Plaintiffs in the lawsuit are the states of West Virginia, Alabama, Alaska, Arkansas, Florida, Iowa, Kansas, Montana, New Hampshire, Oklahoma, South Carolina, South Dakota, and Utah. The defendants in the lawsuit are Treasury Secretary Janet Yellen and Treasury Department Inspector General Richard Delmar.
West Virginia Attorney General Patrick Morrisey, a Republican, leads the 13-state coalition.
“Never before has the federal government attempted such a complete takeover of state finances,” Morrisey said in a statement. “We cannot stand for such overreach. The Constitution envisions co-sovereign states, not a federal government that forces state legislatures to forfeit one of their core constitutional functions in exchange for a large check equal to approximately 25 percent of their annual respective general budgets.”

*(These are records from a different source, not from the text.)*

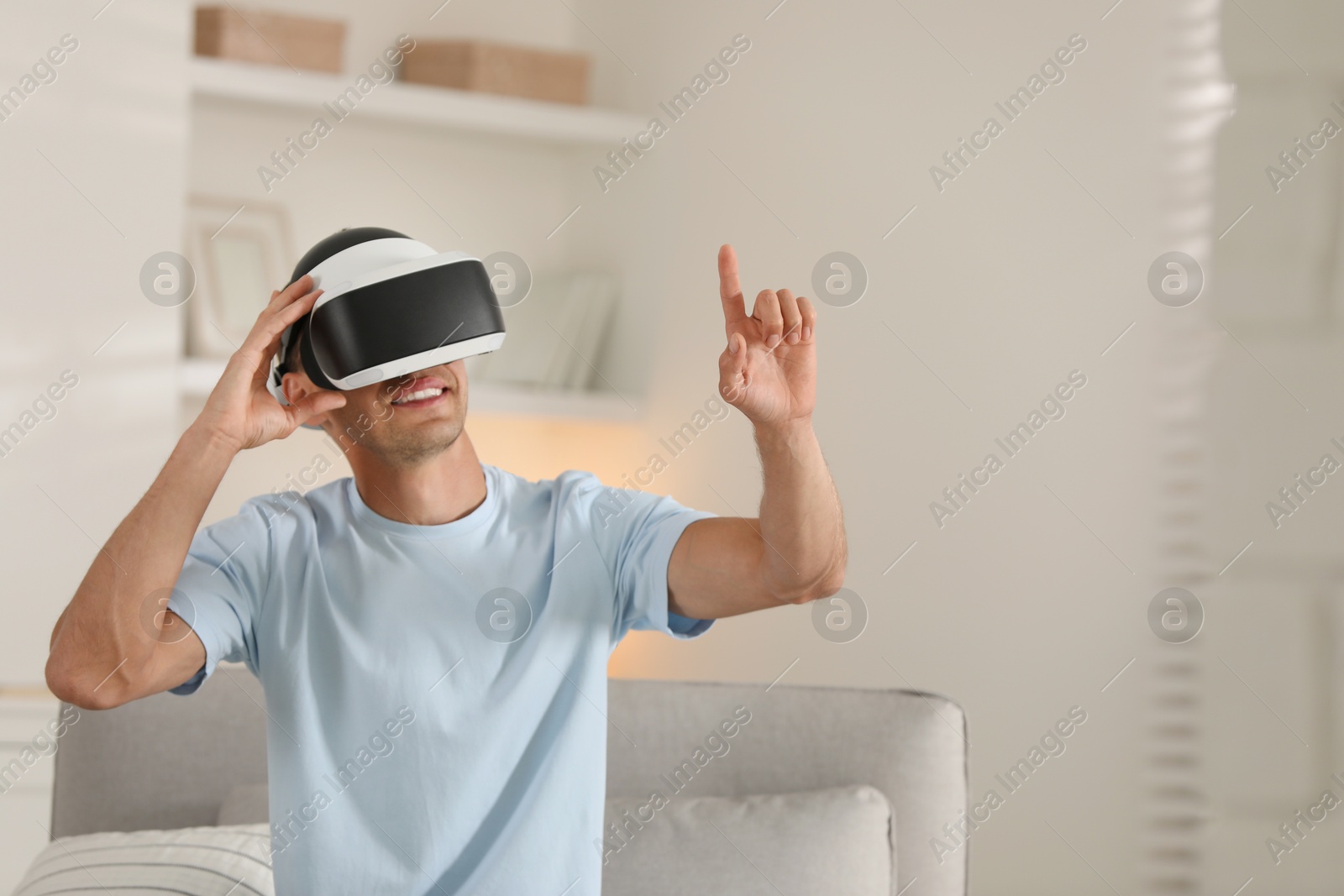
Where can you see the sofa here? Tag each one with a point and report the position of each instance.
(871, 770)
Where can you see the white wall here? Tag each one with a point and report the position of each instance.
(1018, 273)
(1278, 403)
(94, 179)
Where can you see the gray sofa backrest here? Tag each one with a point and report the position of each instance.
(170, 761)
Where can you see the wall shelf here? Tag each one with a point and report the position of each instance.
(412, 103)
(197, 376)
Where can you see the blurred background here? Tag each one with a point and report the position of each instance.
(974, 284)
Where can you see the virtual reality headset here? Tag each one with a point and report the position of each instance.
(390, 307)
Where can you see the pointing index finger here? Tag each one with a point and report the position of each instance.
(730, 286)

The specific provision of concern reads in full as follows: “A state or territory shall not use the funds provided under this section or transferred pursuant to this section to either directly or indirectly offset a reduction in the net tax revenue of such state of territory resulting from a change in law, regulation, or administrative interpretation during the covered period that reduces any tax (by providing for a reduction in a rate, a rebate, a deduction, a credit or otherwise) or delays the imposition of any tax or tax increase.”
Previously, attorneys general from 21 states wrote to Yellen on March 16 seeking clarity over the provision as written in the law and sought to confirm that the restriction would not strip states of their taxing authority. In their letter (pdf), they said that the legislation’s language that prohibits against offsetting reductions in state tax revenue is “unclear,” including with regard to how the Treasury would interpret the word “indirectly” as contained in the provision.

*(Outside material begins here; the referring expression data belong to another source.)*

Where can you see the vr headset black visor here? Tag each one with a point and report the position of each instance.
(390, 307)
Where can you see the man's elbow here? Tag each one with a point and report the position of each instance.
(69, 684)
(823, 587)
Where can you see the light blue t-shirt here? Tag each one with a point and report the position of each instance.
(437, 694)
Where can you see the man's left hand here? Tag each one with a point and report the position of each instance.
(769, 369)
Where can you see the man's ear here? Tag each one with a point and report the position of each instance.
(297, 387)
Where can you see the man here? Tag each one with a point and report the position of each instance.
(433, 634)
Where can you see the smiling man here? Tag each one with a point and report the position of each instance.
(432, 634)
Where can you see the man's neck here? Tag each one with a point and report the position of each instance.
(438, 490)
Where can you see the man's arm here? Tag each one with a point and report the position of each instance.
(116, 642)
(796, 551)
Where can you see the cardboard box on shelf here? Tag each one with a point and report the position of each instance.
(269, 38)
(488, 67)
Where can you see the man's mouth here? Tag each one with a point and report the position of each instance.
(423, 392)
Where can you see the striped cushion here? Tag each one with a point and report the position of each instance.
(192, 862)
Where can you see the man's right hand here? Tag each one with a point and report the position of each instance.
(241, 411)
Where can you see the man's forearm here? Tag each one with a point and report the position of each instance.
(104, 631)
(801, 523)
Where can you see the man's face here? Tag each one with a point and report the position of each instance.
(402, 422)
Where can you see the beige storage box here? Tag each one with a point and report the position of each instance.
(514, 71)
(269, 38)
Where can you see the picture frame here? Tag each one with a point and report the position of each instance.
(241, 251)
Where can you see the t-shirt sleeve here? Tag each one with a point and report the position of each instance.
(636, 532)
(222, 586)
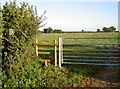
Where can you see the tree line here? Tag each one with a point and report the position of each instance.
(50, 30)
(104, 29)
(107, 29)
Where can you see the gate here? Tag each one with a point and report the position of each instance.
(90, 54)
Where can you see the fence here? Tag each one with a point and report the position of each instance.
(46, 44)
(68, 56)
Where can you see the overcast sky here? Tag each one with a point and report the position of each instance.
(76, 15)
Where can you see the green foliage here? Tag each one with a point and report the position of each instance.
(19, 60)
(21, 68)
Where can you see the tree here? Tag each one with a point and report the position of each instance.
(48, 30)
(98, 30)
(25, 23)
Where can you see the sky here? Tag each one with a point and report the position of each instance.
(77, 15)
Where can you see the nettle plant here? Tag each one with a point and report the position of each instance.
(18, 52)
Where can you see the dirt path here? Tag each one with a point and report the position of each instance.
(108, 76)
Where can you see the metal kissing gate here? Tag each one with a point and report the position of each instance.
(90, 54)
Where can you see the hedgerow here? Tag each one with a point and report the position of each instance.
(21, 67)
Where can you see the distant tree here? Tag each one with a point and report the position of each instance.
(45, 31)
(113, 28)
(98, 30)
(48, 30)
(104, 29)
(82, 30)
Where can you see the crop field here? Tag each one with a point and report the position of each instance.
(49, 38)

They said the prohibition on “indirectly” offsetting tax breaks “could also be read to prohibit tax cuts or relief of any stripe, even if wholly unrelated to and independent of the availability of relief funds.”
“After all, money is fungible, and States must balance their budgets. So, in a sense, any tax relief enacted by a state legislature after the State has received relief funds could be viewed as “using” those funds as an “offset” that allows the State to provide that tax relief,” the 21 attorneys general wrote.
In her response on March 23, Yellen wrote, “The limitation affects States’ ability to retain only those federal funds used to offset a reduction in net tax revenue resulting from certain changes in state law.”
She added, “It is also important to note that States choosing to use the federal funds to offset a reduction in net tax revenue do not thereby forfeit their entire allocation of funds appropriated under this statute.”
“It is well established that Congress may place such reasonable conditions on how States may use federal funding,” she wrote.
“If States lower certain taxes but do not use funds under the Act to offset those cuts-for example, by replacing the lost revenue through other means-the limitation in the Act is not implicated,” Yellen also said.
Morrisey’s office said that the issue “directly impacts” whether the law will infringe upon the state legislature’s consideration of a state proposal to eliminate income tax. He also took issue with how Treasury would interpret the word “indirectly” in the provision.
“Our lawsuit is designed to protect West Virginia from federal overreach,” Morrisey said. “This ensures our citizens aren’t stuck with an unforeseen bill from the feds years from now.”
The latest lawsuit comes amid a slew of other actions taken by states against the Biden administration, claiming federal overreach.
Previously, 21 states sued the Biden administration on March 17 over President Joe Biden’s decisions to revoke the federal permit for the Keystone XL Pipeline. The administration was later sued by 14 states on March 24 over Biden’s executive action pausing new oil and gas drilling on federal land.
The Biden administration was also targeted for Biden’s climate change related executive order in a lawsuit on March 8 filed by 12 states saying that the move could severely affect their economies. A day later, the administration was sued by Arizona and Montana over immigration policies.